Auch jetzt kokettiert Trump wieder mit einer Einschüchterungskampagne gegen den Fed-Chef. Vor die Tür setzen kann der Präsident den Notenbankvorsitzenden aber nicht. Dessen Amtszeit läuft im Mai 2026 ab, und Powell hat unmissverständlich konstatiert: Er werde sich nicht unter Druck setzen lassen, und an einen vorzeitigen Rücktritt denke er schon gar nicht. Gleichwohl ist anzunehmen, dass nun weitere Angriffe seitens des Präsidenten kommen werden, um zu versuchen, den obersten Währungshüter und seine Institution zu diskreditieren.

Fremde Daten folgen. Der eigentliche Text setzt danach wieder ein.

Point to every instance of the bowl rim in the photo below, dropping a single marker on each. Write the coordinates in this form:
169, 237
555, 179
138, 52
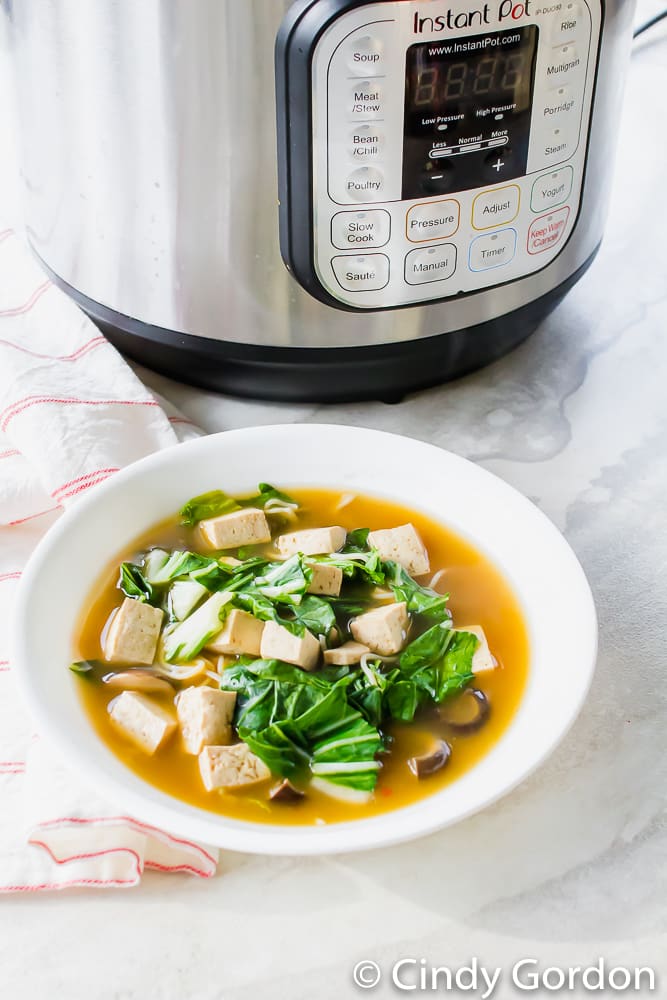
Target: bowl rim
151, 805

Gegner fordern Abschaffung der Fed

Trump wird voraussichtlich sogar aus dem 900 Seiten langen „Project 2025“ zitieren. Das Werk der konservativen Denkfabrik „Heritage Foundation“ gibt der Notenbank die Schuld an mehreren Konjunktureinbrüchen seit der Weltwirtschaftskrise und fordert eine Abschaffung der Fed. Das ginge aber nur auf gesetzlichem Wege, und dazu wird sich im Kongress nie und nimmer die notwendige Mehrheit finden.

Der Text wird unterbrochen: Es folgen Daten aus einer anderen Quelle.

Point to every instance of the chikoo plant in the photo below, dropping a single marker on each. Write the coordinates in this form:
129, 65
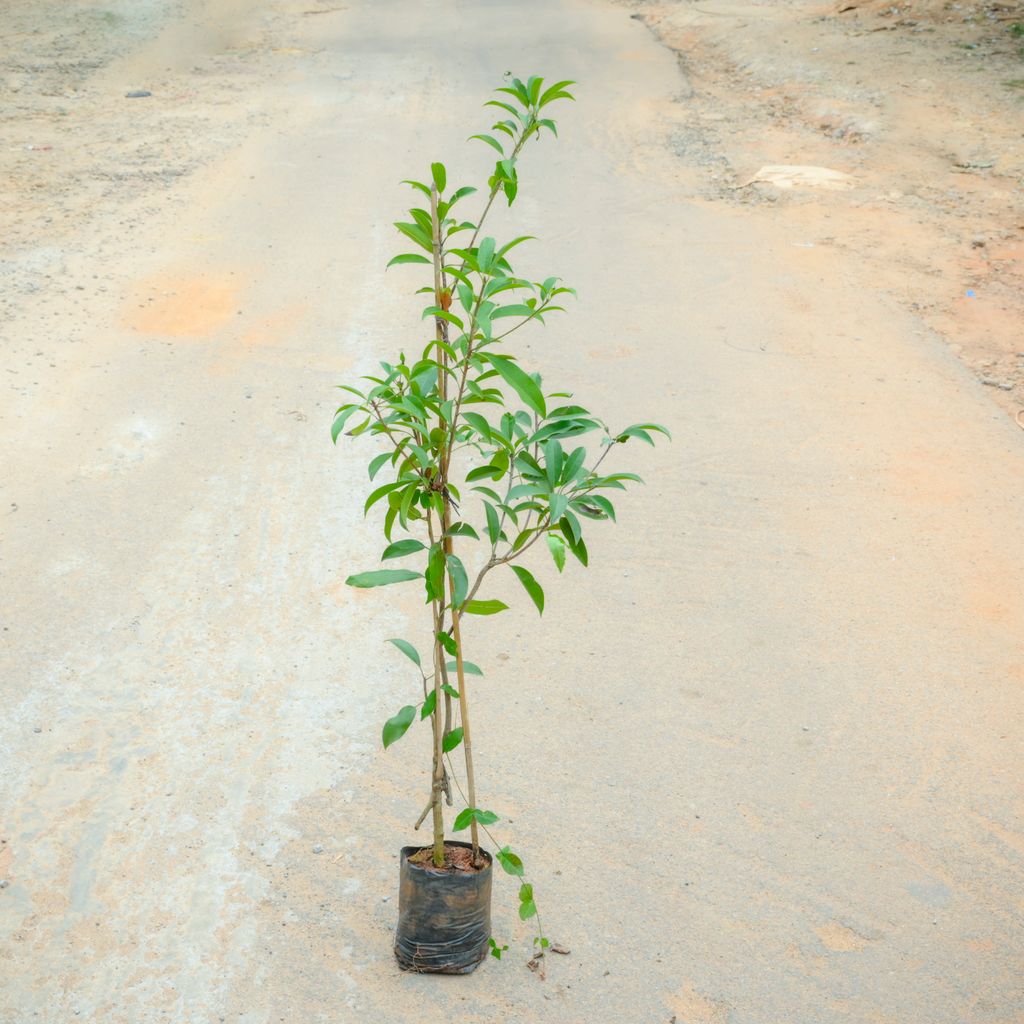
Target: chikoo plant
478, 464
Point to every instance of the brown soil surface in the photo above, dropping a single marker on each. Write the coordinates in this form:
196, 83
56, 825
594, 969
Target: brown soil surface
457, 860
921, 101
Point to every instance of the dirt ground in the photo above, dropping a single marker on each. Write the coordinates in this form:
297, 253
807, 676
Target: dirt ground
920, 102
792, 676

Unterdessen wird die geldpolitische Marschroute in den kommenden Monaten allein davon abhängen, wie die Zölle auf die Wirtschaft durchschlagen. Werden sie eher inflationär wirken? Werden sie das Wachstum abwürgen? Oder kommt es zu beidem, also zu Stagflation? Die Antwort auf diese Frage, und nicht Trumps Tiraden gegen Powell, werden den weiteren Kurs der Fed bestimmen.